GitHub Copilot will soon use your data to train its model and share it with others

GitHub Copilot is an extremely powerful coding assistant that can be leveraged in multiple integrated development environments (IDEs). Its primary use involves code completion and generation through natural language prompts, but it also offers other functionalities like summarization for pull requests (PRs), code review, and agentic automation. Now, Microsoft has announced that it plans to make GitHub Copilot even better, at the cost of your real data.

Microsoft has revealed that it is updating its GitHub Copilot interaction data usage policy to allow the company to use this particular type of data to train its AI model. For clarity, interaction data involves inputs, outputs, code snippets, code context, comments, documentation, file names, repository structure, navigation patterns, and basically any interaction with Copilot.

This is a pretty big change that is based on Microsoft"s belief that real-world data will directly result in smarter models. So far, the company had been using public code repositories hosted on GitHub along with hand-crafted specialized models to achieve this purpose, but it also began incorporating data from Microsoft employees recently, which resulted in significant improvements to the model"s quality.

As such, Microsoft has decided to pivot its approach and begin gathering real-world data from customers too. This data will be procured from Copilot Free, Pro, and Pro+ users, whereas Copilot Business, Enterprise, or enterprise-owned repositories will be immune.
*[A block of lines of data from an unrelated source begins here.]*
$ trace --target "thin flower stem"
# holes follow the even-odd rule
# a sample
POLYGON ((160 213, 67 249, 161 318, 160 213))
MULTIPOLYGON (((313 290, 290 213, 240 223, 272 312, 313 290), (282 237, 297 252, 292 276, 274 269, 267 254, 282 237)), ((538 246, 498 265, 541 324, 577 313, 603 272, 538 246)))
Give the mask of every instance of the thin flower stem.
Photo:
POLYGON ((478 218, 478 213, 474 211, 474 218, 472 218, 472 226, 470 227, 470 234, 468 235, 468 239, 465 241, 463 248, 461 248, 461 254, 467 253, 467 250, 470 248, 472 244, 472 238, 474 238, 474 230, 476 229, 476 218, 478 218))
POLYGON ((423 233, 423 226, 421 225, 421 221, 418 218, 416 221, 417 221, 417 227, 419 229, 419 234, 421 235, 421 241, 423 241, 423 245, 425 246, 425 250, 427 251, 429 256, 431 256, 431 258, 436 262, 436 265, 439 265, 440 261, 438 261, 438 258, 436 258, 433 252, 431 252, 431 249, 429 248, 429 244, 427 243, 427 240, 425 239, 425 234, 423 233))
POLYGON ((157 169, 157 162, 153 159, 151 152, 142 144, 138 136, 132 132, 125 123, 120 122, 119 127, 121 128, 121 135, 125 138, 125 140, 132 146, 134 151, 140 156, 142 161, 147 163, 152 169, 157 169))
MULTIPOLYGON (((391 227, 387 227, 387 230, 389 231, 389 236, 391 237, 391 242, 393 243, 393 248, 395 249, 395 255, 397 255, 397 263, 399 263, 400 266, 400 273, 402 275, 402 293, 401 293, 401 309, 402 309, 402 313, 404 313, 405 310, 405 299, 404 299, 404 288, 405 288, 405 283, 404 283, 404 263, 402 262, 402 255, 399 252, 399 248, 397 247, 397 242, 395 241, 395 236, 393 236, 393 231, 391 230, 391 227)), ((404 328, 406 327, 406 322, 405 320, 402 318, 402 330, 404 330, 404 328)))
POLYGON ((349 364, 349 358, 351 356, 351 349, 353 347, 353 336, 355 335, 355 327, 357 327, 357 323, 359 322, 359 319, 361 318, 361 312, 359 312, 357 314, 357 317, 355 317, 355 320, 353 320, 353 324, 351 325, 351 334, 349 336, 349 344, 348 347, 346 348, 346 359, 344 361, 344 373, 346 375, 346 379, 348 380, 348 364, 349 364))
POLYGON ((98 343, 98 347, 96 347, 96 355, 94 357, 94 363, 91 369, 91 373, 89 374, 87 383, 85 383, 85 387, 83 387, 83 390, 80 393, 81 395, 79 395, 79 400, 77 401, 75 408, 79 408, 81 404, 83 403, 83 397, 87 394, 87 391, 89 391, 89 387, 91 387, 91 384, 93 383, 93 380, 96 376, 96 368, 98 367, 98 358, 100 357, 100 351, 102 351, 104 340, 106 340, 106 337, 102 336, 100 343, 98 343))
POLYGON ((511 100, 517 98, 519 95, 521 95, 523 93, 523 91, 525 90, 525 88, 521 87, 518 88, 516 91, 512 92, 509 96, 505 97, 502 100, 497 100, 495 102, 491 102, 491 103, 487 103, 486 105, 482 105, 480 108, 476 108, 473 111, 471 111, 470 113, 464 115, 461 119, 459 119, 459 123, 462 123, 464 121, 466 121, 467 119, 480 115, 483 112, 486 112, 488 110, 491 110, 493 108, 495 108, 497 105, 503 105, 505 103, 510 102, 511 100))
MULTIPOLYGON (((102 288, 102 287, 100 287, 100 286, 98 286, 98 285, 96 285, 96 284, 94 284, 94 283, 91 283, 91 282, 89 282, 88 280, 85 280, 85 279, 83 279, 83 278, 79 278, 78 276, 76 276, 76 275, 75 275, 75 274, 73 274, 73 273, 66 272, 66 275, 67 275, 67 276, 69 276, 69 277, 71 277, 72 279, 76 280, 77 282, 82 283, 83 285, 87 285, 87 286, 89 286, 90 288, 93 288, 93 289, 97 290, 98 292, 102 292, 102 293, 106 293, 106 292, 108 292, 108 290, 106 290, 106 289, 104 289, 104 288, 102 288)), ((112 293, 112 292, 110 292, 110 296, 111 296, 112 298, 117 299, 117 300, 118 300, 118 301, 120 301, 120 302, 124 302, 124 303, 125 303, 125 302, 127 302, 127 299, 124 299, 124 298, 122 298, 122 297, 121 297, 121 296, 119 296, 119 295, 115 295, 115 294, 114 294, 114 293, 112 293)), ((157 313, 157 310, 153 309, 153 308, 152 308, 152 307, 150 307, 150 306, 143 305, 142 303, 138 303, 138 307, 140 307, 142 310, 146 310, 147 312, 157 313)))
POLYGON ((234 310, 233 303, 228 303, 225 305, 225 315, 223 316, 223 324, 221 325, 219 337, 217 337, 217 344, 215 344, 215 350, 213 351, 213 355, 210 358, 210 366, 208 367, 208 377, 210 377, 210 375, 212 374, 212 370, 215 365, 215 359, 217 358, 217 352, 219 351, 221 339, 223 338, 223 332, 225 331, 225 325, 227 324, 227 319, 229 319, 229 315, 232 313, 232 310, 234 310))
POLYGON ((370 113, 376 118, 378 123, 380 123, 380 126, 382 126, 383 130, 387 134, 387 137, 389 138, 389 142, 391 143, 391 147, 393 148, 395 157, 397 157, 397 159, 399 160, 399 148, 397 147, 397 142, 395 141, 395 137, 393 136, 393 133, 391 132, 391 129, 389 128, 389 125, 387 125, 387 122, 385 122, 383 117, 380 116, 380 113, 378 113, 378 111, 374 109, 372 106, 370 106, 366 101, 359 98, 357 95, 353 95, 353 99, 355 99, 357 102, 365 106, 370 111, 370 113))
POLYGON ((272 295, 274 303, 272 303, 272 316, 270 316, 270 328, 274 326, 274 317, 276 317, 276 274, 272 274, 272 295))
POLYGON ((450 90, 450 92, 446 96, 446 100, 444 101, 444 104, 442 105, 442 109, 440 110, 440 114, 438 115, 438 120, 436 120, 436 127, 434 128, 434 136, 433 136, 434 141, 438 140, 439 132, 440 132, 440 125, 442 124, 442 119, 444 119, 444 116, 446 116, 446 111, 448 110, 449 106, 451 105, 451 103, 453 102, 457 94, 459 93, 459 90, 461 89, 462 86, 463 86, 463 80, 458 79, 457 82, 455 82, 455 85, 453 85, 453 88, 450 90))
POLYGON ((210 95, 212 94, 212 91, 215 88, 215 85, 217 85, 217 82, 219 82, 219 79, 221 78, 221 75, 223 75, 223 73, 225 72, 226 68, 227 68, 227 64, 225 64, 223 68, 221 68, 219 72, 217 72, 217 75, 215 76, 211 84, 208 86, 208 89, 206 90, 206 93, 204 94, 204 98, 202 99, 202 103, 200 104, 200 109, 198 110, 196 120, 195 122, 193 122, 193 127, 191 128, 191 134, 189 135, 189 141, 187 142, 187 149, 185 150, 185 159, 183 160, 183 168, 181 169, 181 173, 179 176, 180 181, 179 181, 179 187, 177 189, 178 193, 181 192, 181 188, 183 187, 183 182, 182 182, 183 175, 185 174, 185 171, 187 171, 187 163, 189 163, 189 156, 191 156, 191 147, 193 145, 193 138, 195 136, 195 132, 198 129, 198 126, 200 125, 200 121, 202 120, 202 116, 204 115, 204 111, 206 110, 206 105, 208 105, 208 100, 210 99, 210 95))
In addition, Redmond will not use your data at rest.

Another notable disclaimer from this announcement is that your interaction data will also be shared with GitHub affiliates, but Microsoft assures customers that their data will not be shared with third-party AI model providers. The other good thing about this approach is that all users have the ability to opt out through their privacy settings here. But if they don"t do so before April 24, they will automatically be opted in, which is arguably a shady tactic, but hey, Microsoft thinks that leveraging real data will "make a meaningful difference in building AI tools that serve the entire developer community".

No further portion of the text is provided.